|What's fair where my children are concerned?
Henry, 67, the owner of a closely held chemical company, is ready to retire and is preparing to turn over ownership of his business to his three children. Like many business owners in this situation, Henry wants to preserve the integrity and reputation of his business after he retires. However, he is concerned about treating each child equally and doing what is right for the business.
How will Henry fairly divide the business' value among the children, given their varying degrees of involvement?
- His eldest child, Kristin, is highly involved in the business and has the leadership skills and business savvy to succeed him.
- Devin, his second child, is married, lives in another state and works in a completely different field.
- Suzanne, the youngest, works for the company but isn't inclined to participate in the management of the business.
To help ease Henry's worries, a PNC Wealth Management professional worked with his attorney to formulate a plan to pass controlling interest in the business to his eldest daughter, Kristin.
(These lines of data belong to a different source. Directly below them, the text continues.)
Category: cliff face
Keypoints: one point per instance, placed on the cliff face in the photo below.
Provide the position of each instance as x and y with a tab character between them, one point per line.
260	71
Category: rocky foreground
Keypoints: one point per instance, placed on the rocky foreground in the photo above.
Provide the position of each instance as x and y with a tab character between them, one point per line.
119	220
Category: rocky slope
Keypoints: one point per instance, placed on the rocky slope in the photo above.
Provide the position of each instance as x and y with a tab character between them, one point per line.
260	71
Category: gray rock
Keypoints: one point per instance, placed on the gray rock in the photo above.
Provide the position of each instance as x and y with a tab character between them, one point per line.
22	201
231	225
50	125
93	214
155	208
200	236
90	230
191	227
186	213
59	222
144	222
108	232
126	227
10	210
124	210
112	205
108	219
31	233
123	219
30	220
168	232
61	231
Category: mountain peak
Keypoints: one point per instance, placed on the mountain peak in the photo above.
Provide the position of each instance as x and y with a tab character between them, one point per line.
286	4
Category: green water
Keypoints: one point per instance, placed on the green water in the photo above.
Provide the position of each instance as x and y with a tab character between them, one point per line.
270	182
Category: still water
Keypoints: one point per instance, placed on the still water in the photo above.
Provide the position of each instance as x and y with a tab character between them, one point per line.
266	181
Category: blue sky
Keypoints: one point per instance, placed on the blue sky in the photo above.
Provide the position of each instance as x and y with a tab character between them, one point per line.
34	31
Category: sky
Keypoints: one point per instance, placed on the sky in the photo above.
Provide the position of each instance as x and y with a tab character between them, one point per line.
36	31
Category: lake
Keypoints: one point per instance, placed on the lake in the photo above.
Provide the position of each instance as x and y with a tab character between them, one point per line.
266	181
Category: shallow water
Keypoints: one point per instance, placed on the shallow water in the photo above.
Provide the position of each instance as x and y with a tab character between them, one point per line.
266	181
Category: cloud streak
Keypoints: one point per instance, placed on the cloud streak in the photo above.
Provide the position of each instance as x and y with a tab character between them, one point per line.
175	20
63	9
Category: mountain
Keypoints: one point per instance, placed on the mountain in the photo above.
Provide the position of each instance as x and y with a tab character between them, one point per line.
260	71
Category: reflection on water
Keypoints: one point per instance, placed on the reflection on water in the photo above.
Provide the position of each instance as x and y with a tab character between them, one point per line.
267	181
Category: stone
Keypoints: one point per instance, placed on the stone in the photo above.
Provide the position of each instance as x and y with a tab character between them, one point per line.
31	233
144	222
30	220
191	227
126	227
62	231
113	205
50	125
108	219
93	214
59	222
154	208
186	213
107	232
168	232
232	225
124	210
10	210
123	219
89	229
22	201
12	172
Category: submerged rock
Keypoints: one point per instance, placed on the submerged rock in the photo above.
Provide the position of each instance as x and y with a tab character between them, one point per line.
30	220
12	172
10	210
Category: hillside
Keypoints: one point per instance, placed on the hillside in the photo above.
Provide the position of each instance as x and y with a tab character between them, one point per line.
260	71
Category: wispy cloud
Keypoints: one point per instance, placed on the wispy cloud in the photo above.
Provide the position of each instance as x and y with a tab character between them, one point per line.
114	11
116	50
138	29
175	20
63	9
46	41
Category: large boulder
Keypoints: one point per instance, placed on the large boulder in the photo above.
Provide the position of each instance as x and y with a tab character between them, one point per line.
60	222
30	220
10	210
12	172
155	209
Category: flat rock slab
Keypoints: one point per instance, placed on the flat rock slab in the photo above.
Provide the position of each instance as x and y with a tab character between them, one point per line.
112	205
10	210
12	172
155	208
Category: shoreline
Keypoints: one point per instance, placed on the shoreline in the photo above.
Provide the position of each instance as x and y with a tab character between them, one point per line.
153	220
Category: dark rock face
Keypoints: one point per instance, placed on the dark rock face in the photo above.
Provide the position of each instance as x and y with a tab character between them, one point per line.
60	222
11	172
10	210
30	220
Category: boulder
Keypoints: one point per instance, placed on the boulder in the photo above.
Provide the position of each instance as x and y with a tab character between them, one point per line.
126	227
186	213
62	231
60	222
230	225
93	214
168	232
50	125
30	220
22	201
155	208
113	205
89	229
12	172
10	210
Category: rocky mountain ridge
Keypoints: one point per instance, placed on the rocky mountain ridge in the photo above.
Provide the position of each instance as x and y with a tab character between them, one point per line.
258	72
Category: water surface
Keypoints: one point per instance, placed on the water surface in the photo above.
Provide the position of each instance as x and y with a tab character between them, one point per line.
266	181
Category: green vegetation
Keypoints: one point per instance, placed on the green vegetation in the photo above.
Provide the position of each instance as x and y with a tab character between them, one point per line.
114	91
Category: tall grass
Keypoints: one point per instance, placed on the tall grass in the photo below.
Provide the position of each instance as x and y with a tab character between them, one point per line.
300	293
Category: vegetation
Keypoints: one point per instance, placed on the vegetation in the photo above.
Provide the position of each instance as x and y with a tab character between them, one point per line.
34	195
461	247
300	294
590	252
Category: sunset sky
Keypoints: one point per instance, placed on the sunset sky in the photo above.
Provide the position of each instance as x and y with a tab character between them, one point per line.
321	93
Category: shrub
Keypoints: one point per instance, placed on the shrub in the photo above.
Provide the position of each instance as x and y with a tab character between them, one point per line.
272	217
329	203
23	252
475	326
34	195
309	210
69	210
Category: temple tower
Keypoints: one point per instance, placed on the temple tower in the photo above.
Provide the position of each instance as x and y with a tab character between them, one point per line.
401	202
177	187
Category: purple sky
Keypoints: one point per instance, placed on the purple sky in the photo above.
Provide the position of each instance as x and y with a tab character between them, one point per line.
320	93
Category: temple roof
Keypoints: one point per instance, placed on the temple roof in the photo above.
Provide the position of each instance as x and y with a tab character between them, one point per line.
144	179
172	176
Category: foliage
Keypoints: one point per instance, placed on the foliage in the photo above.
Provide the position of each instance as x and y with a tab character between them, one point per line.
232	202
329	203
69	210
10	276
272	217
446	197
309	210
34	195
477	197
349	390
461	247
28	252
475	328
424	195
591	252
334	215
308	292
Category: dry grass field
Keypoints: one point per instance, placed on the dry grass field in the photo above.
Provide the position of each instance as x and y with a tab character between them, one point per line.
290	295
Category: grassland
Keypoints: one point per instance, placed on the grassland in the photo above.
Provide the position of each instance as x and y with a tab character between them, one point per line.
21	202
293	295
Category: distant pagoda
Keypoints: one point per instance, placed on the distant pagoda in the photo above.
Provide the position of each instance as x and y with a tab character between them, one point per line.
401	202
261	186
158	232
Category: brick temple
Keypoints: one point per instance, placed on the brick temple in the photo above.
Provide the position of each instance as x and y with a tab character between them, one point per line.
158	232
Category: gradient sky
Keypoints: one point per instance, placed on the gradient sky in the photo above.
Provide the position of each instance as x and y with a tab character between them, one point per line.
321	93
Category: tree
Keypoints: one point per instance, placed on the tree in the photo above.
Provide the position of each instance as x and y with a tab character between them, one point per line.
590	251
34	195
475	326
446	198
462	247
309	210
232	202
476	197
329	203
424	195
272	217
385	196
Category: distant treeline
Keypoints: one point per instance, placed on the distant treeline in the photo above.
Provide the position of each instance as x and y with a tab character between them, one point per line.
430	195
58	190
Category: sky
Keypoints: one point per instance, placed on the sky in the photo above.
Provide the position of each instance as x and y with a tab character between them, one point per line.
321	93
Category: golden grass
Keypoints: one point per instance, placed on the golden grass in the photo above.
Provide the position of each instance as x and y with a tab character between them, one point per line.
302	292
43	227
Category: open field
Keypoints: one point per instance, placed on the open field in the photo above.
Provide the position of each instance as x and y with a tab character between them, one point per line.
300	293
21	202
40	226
This was accomplished by issuing her voting stock in the company, while giving Suzanne non-voting stock.
Since Henry's outside assets are not sufficient to allow for an equalization of his personal assets among the three children, PNC also recommended a life insurance policy on Henry's life. The policy would be purchased and owned by an Irrevocable Life Insurance Trust (ILIT). It could provide both liquidity to the estate and cash to Henry's son, Devin, equalizing the value of the business interests passing to Kristin and Suzanne. It could also provide cash to equalize the gift to Suzanne, if necessary.
This solution helped Henry achieve his goal of retaining control of the business within the family, while equalizing gifts among all three children.